Now if you will see linkerd stat, the success rate would be 100%
linkerd stat deploy
Create the errored service 🔗
Now we will create our error service, we have NGINX pre-configured to only respond with HTTP 500 status code
apiVersion: apps/v1
kind: Deployment
metadata:
name: error-injector
labels:
app: error-injector
spec:
selector:
matchLabels:
app: error-injector
replicas: 1
template:
metadata:
labels:
app: error-injector
spec:
containers:
- name: nginx
image: nginx:alpine
ports:
- containerPort: 80
name: nginx
protocol: TCP
volumeMounts:
- name: nginx-config
mountPath: /etc/nginx/nginx.conf
subPath: nginx.conf
volumes:
- name: nginx-config
configMap:
name: error-injector-config
---
apiVersion: v1
kind: Service
metadata:
labels:
app: error-injector
name: error-injector
spec:
clusterIP: None
ports:
- name: service
port: 7002
protocol: TCP
targetPort: nginx
selector:
app: error-injector
type: ClusterIP
---
apiVersion: v1
data:
nginx.conf: |2
events {
worker_connections 1024;
}
http {
server {
location / {
return 500;
}
}
}
kind: ConfigMap
metadata:
name: error-injector-config
After deploying the above errored service, we will create a traffic split resource which will be responsible to direct 20% of the book service to the error.

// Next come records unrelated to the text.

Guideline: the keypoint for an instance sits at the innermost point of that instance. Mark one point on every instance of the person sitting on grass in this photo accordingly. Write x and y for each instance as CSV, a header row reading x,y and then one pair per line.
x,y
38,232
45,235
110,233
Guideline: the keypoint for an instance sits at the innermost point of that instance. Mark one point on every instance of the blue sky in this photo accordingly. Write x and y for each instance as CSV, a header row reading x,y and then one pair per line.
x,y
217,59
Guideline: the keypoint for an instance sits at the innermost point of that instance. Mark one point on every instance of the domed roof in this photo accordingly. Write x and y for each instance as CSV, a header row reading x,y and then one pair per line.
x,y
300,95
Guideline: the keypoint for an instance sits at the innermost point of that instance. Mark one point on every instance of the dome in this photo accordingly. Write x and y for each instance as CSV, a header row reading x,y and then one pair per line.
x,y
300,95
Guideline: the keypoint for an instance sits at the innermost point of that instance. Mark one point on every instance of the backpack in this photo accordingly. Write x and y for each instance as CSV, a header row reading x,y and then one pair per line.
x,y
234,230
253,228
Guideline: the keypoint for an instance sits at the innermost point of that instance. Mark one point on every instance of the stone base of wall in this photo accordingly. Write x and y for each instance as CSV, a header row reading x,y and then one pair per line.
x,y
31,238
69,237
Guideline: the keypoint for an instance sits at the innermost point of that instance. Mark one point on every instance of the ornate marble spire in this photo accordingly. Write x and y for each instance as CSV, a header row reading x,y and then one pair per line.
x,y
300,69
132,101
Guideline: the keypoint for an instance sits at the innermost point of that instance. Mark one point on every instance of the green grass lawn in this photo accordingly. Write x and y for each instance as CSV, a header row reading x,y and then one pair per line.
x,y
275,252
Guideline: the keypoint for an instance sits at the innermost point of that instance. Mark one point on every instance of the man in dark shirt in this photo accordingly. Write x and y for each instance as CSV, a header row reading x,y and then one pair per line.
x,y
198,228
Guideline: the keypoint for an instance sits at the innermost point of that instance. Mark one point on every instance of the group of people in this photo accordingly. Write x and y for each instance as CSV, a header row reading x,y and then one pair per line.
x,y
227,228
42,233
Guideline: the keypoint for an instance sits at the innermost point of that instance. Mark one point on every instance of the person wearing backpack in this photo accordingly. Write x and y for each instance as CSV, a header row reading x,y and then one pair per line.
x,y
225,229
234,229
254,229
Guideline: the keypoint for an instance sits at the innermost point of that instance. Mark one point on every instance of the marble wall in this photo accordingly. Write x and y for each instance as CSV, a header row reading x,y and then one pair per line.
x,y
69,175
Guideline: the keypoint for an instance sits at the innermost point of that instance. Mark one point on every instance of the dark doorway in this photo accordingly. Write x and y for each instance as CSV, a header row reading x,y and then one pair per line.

apiVersion: split.smi-spec.io/v1alpha3
kind: TrafficSplit
metadata:
name: fault-inject
spec:
service: books
backends:
- service: books
weight: 800m
- service: error-injector
weight: 200m
You can now see an 20% error rate for calls from webapp to books
linkerd routes deploy/webapp --to service/books
You can also see the error on the web browser
kubectl port-forward deploy/webapp 7000 && open http://localhost:7000
If you refresh page few times, you will see Internal Server Error.
Cleanup 🔗
kubectl delete trafficsplit/error-split
Remove the book info application from the Meshery Dashboard by clicking on the trash icon in the sample application card on the linkerd adapters’ page.